A major conservation group working with Washington state to
manage its gray wolves agreed that the pack should be culled but also
blamed a rancher in the area for not doing more to protect his cattle.
Gray wolves are listed as endangered under state law because they were nearly wiped out a century ago by settlers.
In
the last decade, however, gray wolves have started to re-establish
themselves in Washington due to recovery efforts in nearby states and
dispersal from Canada.
At least eight packs are now established in the eastern half of Washington, which also has a conservation plan in place — one
that aims to restore wolves in the wild without those same wolves
preying on livestock. The state compensates ranchers who lose livestock
to wolves, but that hasn't ended the tension.
"Wolves are
recolonizing our state relatively quickly," Dave Ware, a Washington
Department of Fish and Wildlife spokesman, told NBC News. "Managing
conflicts is one of the most important objectives for recovery so that
people don’t take things into their own hands."
Officials last
July killed one pack member to see if that would have an impact. The
decision to kill the entire pack came after the pack's attacks on cattle
continued. Since July, wolves are believed to have killed or injured at
least 17 calves and cows despite non-lethal measures to deter them,
according to the state wildlife office.
Conservation Northwest, a
group working with the state, agreed that killing the pack was best for
long-term recovery of gray wolves in the wild.

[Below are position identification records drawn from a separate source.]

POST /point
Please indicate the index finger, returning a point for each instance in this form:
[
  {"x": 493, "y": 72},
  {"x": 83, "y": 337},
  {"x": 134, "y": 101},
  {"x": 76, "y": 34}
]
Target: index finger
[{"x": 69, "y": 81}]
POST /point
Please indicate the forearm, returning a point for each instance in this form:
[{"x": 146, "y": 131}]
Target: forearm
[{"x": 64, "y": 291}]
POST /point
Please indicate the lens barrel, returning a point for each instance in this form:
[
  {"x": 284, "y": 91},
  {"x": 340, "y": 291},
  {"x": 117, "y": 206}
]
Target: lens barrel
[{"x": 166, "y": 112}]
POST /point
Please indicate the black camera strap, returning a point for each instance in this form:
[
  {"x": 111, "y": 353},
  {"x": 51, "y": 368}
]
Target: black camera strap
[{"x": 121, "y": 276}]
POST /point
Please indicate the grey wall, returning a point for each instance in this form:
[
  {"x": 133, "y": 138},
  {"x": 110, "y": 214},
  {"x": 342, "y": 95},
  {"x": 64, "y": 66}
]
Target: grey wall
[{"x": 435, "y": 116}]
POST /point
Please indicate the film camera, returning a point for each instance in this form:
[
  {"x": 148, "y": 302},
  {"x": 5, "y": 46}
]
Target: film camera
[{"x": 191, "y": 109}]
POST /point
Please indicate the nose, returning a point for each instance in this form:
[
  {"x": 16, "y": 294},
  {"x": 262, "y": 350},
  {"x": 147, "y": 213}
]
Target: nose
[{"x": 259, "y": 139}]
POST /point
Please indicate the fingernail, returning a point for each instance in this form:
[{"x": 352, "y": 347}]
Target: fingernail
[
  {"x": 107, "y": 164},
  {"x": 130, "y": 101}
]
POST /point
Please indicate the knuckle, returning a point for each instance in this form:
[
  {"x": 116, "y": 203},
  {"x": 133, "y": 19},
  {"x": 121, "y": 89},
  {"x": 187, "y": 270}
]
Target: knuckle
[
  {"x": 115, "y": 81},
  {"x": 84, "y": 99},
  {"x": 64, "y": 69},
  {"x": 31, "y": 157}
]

But director Mitch Friedman told NBC station KING 5 that
rancher Bill McIrvine, who lost part of his herd to the pack, "has
total responsibility for the problem" for not being as cooperative as
other ranchers with programs aimed at keeping cattle and wolves apart.
The
wildlife department, for its part, "has not been as firm as it needed
to be," Friedman added, especially since McIrvine's cattle graze on
public land.
McIrvine, for his part, earlier told KING 5 that he
believes groups with "a radical environmental agenda" are conspiring to
introduce gray wolves in order "to take our (grazing) lease from us."
"We have the right to protect our property,"
McIrvine said, adding that he considered the wildlife department "a
rogue government agency" that was essentially saying "we got to sit back
and do nothing while the wolves kill our livestock."
Ware said
efforts to get rancher cooperation for "non-lethal methods of preventing
conflicts" have improved in recent weeks. Several agreements with
ranchers should be in place for next year that will hopefully "avoid a
repeat of the Wedge Pack situation," he said.
One obvious question is why not just move the wolves to a wilderness area away from livestock?
"Experience
from other states with recently recovered wolf populations indicates
that survival of relocated wolves is not very high, especially if there
are other wolf packs in the area where they are moved, which appears to
be the case in most of northeast Washington," Ware said.
On
top of that, "once a pack becomes habituated to eating livestock,
moving them only moves the conflict" since wolf territories are larger
than any wilderness area the state could ship them to, he said.
"Lethal
removal is being conducted in every" state with gray wolves, Ware
added, while acknowledging that since wolf recovery efforts are new in
Washington "the concept of killing an endangered species to promote
recovery is difficult to understand or accept."
"As wolf recovery has progressed across the West, lethal removal has
been an important part of that recovery and it has obviously not
impacted wolf numbers or expansion of their range," Ware said. "We don’t
expect it to be an impediment in Washington’s wolf recovery either."
"The Wedge area is good habitat, so wolves will likely recolonize relatively quickly over the next year or two," Ware said.
A
department wildlife veterinarian will perform necropsies on the wolves
later this week. Their hides and skulls will be used for educational
purposes, according to a statement on the state's wildlife management website.